2 Nov 2020

Solicitor-General faces Abuse in Care Inquiry over Crown role

7:44 pm on 2 November 2020

The Solicitor-General has fronted up to the Abuse in Care inquiry, telling the Commissioners she was there to explain the Crown's role but not to necessarily defend it.

Acting Director of GCSB

Solicitor-General Una Jagose, QC. Photo: RNZ / Alexander Robertson

The Royal Commission is continuing its hearing in Auckland into the processes around redress for people abused and neglected in state care.

In the early part of the redress hearing, it heard from a number of survivors outlining their experiences and the battle many faced to get compensation and an apology.

For many it involved lengthy court cases, with some successful and others not.

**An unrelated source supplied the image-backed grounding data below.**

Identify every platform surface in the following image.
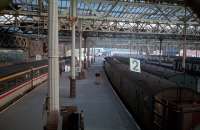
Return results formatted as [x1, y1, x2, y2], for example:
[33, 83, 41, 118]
[0, 57, 140, 130]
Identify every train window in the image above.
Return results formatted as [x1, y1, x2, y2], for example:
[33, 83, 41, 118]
[40, 68, 45, 74]
[15, 73, 29, 86]
[16, 75, 24, 85]
[33, 70, 39, 77]
[40, 67, 47, 75]
[4, 83, 11, 90]
[195, 64, 199, 72]
[25, 74, 30, 79]
[195, 64, 197, 71]
[198, 66, 200, 72]
[33, 71, 36, 77]
[192, 64, 197, 72]
[186, 63, 191, 71]
[0, 72, 32, 95]
[178, 62, 181, 70]
[0, 86, 4, 94]
[195, 65, 199, 72]
[189, 64, 192, 70]
[37, 70, 39, 76]
[0, 79, 16, 94]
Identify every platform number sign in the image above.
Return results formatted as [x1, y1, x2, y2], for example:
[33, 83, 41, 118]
[130, 58, 141, 73]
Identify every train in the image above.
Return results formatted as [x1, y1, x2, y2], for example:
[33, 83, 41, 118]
[0, 57, 70, 110]
[134, 55, 200, 75]
[115, 56, 200, 92]
[174, 57, 200, 75]
[104, 57, 200, 130]
[146, 55, 200, 76]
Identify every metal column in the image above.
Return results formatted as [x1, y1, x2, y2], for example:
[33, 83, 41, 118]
[182, 6, 187, 71]
[47, 1, 60, 129]
[129, 41, 131, 57]
[70, 0, 77, 98]
[91, 47, 93, 63]
[79, 28, 82, 71]
[48, 0, 59, 113]
[159, 38, 163, 64]
[87, 42, 90, 67]
[78, 21, 85, 79]
[93, 47, 95, 63]
[83, 37, 87, 69]
[182, 36, 187, 71]
[196, 44, 198, 57]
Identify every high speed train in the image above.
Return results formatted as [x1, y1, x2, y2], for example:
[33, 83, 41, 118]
[0, 57, 69, 110]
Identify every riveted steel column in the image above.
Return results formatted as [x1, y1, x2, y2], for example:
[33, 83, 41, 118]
[182, 6, 187, 71]
[78, 21, 85, 79]
[182, 35, 187, 71]
[196, 44, 198, 57]
[129, 41, 131, 57]
[70, 0, 77, 98]
[47, 2, 60, 129]
[159, 38, 163, 64]
[93, 47, 95, 63]
[79, 22, 82, 71]
[48, 0, 59, 113]
[87, 43, 90, 67]
[90, 47, 93, 64]
[83, 37, 87, 69]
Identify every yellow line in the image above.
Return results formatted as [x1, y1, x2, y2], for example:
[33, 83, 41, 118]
[0, 65, 48, 82]
[0, 70, 31, 82]
[32, 65, 48, 71]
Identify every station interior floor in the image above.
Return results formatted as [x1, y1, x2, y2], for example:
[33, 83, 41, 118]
[0, 57, 140, 130]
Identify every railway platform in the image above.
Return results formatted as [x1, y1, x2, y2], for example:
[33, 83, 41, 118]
[0, 57, 140, 130]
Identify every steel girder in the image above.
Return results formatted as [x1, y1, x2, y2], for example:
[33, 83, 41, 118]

While up against Crown agencies, such as the Ministries of Social Development, Justice, Health and Education, the body overseeing the Crown's legal response was the Crown Law Office.

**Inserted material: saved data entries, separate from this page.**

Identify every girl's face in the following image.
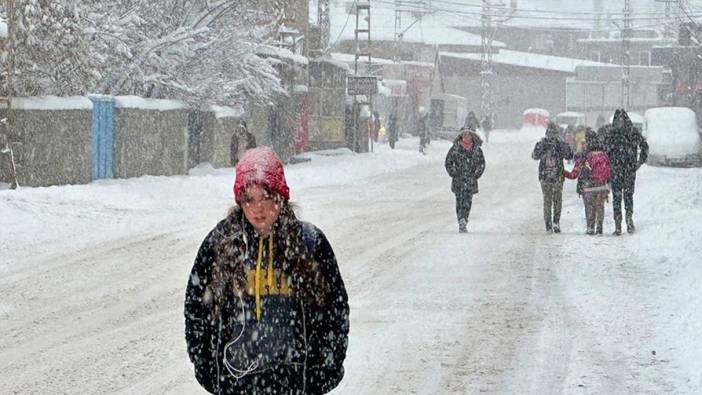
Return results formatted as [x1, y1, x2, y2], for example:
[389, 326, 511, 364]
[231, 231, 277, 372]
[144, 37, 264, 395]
[240, 184, 281, 236]
[461, 134, 473, 147]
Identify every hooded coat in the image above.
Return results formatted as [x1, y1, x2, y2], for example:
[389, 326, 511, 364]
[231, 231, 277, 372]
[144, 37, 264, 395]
[184, 205, 349, 395]
[532, 124, 574, 182]
[444, 132, 486, 194]
[607, 109, 648, 188]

Its head, Solicitor-General Una Jagose acknowledged the long fight survivors have had to get their experiences in state carefully examined by an independent body.

"I understand they will have low trust in state agencies and in the courts and I understand in that context litigation is extremely difficult and the processes can seem very harsh and cold."

She described the Crown's litigation response as being about ensuring that liability is properly attributed.

"I acknowledge the pain and frustration that they have suffered in engaging with the Crown in seeking redress for their experiences, and I get it in the litigation response that can be seen as the Crown ducking for cover."

Jagose admits the Crown has not always been survivor-focused.

"It might be that we are never as survivor focused as survivors want us to be, but there have been significant shifts taken in the litigation processes. Undoubtedly the Commission will recommend others and I am listening, we are listening," she said.

A number of survivors were in the public gallery when Jagose was giving evidence.

She said the Crown must always be aware of any precedent that may eventuate from a court case.

In evidence from survivors given to the Royal Commission last month there was often criticism of the Crown's tactics.

"Tactics is a word that I perhaps wouldn't use. I would just say litigation steps. Both the Crown as defendant and the survivors as plaintiffs took steps in response to what the other one does. Litigation kind of works like that, that you take 'ah, there is a defence, have I got an answer to the defence', and the steps follow."

Jagose believes the Crown's understanding of an abuse survivor's viewpoint has evolved over time.

"And I acknowledge that we have been slow to bring a survivor focus. We have been doing that over quite some years, but I take the criticism that that has been a slow process."

The Solicitor-General said there has been shifts over time to try and conduct litigation in a way less brutal than the normal application of rules and processes, but in the end it was a contest between two parties.